In London, where the average sale price is higher than ever, 14 people compete for every property.
Mortgage applications rose by 6% in October, and almost double 2012 numbers. It comes as the Council of Mortgage Lenders said last week the number of homes sold this year will be more than one million for the first time since the financial crisis began in 2007.
The government Help to Buy scheme is pushing prices up.
Out of the 5,375 sold so far, the highest number of Help to Buy sales have been in Leeds, Wiltshire, Milton Keynes and Reading.
The average price of a UK property bought under the Help to Buy scheme was £194,167, with an average equity loan of £38,703.
Critics warned the UK-wide second phase of the scheme, which began last month and is not restricted to new-builds, would cause a housing bubble.
It guarantees 15 % of the value of the home loan.
After almost coming off the market, Buy to Let mortgages are also being approved strongly. Landlords and investors are buying up and completing deals to keep up with the increasing rent demand and to cash in on the rental increases. This is a very encouraging sign for property investment.
However as the final graphic shows there is still not enough supply in the market, especially in London where there are almost 3 offers for every sale.

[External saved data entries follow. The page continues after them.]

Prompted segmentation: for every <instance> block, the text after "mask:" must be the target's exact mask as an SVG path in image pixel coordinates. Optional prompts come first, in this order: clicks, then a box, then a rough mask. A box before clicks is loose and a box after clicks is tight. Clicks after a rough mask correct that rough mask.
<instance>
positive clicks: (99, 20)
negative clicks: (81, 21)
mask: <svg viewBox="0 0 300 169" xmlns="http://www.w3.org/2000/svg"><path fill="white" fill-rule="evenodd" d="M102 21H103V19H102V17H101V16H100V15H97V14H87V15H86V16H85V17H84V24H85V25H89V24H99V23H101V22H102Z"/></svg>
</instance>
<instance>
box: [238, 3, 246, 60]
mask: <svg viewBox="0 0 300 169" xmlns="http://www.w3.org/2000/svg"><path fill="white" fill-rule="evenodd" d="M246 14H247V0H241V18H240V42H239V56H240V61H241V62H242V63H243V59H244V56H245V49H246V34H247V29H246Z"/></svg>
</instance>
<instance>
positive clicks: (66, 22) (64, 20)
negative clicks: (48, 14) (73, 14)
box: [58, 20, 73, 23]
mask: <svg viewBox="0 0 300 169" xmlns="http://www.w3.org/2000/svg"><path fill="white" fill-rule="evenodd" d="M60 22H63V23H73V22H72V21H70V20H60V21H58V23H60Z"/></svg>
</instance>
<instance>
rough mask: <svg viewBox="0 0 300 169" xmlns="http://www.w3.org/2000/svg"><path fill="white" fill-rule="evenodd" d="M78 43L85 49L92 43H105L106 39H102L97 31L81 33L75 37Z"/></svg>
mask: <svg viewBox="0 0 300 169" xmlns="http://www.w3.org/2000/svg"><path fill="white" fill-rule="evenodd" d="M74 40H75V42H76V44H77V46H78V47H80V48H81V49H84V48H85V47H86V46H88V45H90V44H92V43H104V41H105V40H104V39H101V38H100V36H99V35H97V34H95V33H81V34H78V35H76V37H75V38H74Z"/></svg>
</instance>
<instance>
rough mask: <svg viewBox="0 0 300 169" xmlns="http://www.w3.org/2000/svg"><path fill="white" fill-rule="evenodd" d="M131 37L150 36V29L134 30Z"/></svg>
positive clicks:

Yes the UK property market is picking up and in fact picking up a little too fast. But this is mainly due to the Help to Buy scheme which is resulting in unrealistic implications on price and the market. The only ones to benefit are the banks and house builders. First time buyers, buying under the scheme face higher interest rates compared to traditional mortgage products.
The market right now is too competitive and sellers can take advantage. We do however have concerns that many first time buyers under Help to Buy will suffer from negative equity in years to come once the Government pulls the plug on the scheme and prices fall back to their realistic, natural and sustainable level.